High list prices are important. List prices are the basis for negotiating rates and discounts. This bill sheds a light on where drug pricing begins, the list price. If there is an understanding about what the list price is and why, plans and others have a better opportunity to negotiate and react. It is important to have transparency and accountability start with those who set the price. This bill is largely consistent with California's law, which is an excellent model.
(Opposed) This bill mandates extensive reporting, but these companies already report significant amounts of data to federal agencies. Drug companies want people to afford drugs and they take that seriously. However, the increase in prices has slowed. Express Scripts announced spending increased only 0.4 percent in 2018, which is a 25-year low. Drug costs are the only part of the health care system that drop in price over time. Medicines also help save lives and save the health care system money. Prescription drugs can keep people out of more costly areas of health care.

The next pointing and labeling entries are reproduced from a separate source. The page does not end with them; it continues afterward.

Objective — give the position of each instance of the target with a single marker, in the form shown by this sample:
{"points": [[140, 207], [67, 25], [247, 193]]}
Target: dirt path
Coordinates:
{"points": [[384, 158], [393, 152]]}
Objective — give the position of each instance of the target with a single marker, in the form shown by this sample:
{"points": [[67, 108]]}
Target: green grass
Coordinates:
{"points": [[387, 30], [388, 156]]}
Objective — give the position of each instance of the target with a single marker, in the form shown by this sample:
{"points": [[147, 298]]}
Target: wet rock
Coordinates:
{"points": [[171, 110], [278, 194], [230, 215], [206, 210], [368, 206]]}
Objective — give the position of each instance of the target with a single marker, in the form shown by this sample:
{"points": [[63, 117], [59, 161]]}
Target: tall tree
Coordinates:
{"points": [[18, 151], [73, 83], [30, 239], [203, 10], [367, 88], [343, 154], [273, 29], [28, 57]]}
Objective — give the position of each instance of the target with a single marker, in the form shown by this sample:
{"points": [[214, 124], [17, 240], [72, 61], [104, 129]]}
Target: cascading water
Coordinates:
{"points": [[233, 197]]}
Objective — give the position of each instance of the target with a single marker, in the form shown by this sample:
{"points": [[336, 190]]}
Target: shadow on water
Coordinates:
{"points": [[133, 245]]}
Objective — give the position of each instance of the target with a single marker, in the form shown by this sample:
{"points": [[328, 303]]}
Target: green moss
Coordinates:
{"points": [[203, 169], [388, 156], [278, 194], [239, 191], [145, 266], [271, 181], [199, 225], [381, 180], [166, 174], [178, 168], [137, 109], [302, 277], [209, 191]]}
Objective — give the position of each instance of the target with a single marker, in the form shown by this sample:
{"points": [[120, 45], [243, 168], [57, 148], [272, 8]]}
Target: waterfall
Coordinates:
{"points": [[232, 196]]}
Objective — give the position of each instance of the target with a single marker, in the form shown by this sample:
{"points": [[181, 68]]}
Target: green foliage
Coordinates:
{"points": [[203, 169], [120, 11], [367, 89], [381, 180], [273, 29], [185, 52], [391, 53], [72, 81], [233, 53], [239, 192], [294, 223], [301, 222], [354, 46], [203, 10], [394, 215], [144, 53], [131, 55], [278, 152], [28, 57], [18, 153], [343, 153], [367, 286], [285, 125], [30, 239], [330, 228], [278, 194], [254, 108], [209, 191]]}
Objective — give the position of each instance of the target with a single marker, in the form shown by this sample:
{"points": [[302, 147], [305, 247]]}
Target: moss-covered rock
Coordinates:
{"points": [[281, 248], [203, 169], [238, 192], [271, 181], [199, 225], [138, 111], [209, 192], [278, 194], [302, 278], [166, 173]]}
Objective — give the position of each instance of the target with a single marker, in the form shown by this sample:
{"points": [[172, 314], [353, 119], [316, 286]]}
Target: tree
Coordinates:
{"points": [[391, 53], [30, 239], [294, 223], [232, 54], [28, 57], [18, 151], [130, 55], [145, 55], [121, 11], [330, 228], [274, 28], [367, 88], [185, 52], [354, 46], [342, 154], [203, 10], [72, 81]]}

Studies have found that half of the spending slowdown on Medicare from 1999-2012 was because of a reduction in cardiovascular events, which is attributable to prescription drugs. There are also many rebates and programs, which drug companies spend hundreds of millions on. Often patients can pay more in co-insurance or co-pays than what the insurer or Pharmacy Benefit Manager actually pays for the drug.
No patient should have to worry about affording necessary health care, but these policies would halt new research and harm jobs. Innovation and research is very expensive.
If the goal is transparency, the entire supply chain should be included, so that we can see what is really forcing the costs when patients pick up the drugs at the pharmacy. The bill also ignores the supply chain where there are a number of opportunities to lower prices and costs.
Generic drugs account for 90 percent of prescriptions, but only 23 percent of the money spent on prescriptions. The prescription drug market works differently than other drugs and operates more like a commodity, where prices constantly fluctuate. Under the current requirements, generic drug manufacturers would have to continually be reporting under the requirements of the bill, even if changes in price are very small. Providing notice 60 days in advance would be impossible.
Persons Testifying: (In support) Representative Robinson, prime sponsor; Courtney Smith, Kaiser Permanente; Sybill Hyppolite, Service Employee International Union Healthcare 1999 Northwest; Meg Jones, Association of Washington Healthcare Plans; Mel Sorenson, America's Health Insurance Plans; and Thomas MacRobert.
(Opposed) Eric Lohnes, Pharmaceutical Research and Manufacturers of America; Lee Newgent, Pharmaceutical Industry Labor Management Association; and Abbey Moore, Association of Accessible Medicine.
Persons Signed In To Testify But Not Testifying: None.